黎序璋想了一下:“如果是保管的话,可以。”
廖祈恩哈哈大笑:“我才不要!你留着睹物思人吧!”
妥善留存旧物足见有情有义,据实以告放在哪里足见坦诚,如此真挚,谁还需要占有那冰冷的金属—但她的笑忽然僵住,她忽然想起许多年前,一个潮湿的春日,她坐在沙发上,黎序璋面对着她,彼此膝盖相抵,她问他:“我做了件错事,你会原谅我吗?”
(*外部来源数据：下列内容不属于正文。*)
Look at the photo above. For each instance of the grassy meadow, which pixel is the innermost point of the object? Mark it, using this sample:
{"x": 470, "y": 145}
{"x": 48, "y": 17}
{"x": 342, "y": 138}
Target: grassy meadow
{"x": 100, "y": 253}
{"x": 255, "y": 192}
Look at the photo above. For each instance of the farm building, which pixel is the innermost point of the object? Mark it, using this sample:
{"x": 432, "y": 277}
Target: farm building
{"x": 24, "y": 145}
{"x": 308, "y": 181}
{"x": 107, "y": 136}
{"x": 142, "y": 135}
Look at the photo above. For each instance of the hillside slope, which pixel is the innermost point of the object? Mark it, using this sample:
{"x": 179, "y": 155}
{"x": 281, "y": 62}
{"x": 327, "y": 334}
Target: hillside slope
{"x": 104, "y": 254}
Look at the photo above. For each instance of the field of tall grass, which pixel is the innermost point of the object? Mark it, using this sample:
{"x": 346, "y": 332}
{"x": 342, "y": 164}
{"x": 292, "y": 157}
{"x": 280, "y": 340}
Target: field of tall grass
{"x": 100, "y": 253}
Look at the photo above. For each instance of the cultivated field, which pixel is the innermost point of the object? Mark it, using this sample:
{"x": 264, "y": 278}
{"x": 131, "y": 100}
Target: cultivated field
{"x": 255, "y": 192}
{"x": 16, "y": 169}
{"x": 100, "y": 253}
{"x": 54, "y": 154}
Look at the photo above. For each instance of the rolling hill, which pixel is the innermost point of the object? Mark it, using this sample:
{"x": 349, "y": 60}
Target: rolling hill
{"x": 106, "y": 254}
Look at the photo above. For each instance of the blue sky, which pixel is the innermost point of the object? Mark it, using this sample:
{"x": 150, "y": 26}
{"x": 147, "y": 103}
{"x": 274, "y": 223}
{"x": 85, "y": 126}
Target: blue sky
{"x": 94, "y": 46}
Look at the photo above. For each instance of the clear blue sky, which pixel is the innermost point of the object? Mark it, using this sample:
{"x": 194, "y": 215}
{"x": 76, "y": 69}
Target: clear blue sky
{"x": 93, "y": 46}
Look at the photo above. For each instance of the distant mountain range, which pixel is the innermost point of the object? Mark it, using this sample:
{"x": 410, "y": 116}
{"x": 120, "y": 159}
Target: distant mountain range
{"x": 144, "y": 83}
那个时候黎序璋沉思过后,慎重地说“会”。现在想来,他那时便已有预感,连台阶都给了她,何等的信任与包容,结果换来什么呢?无怪彼时他那样愤怒、失望。
廖祈恩深深地吸了一口气,压下心中一阵颤抖,黎序璋以为她冷,捂着她的双手搓了搓:“快走吧,路上风太大了。”
屏风后面,正坐着一对姿容出众的男女,女人笑嘻嘻地用手指比爱心给对面人看:“哎呀,是这样,这样做!你看我……”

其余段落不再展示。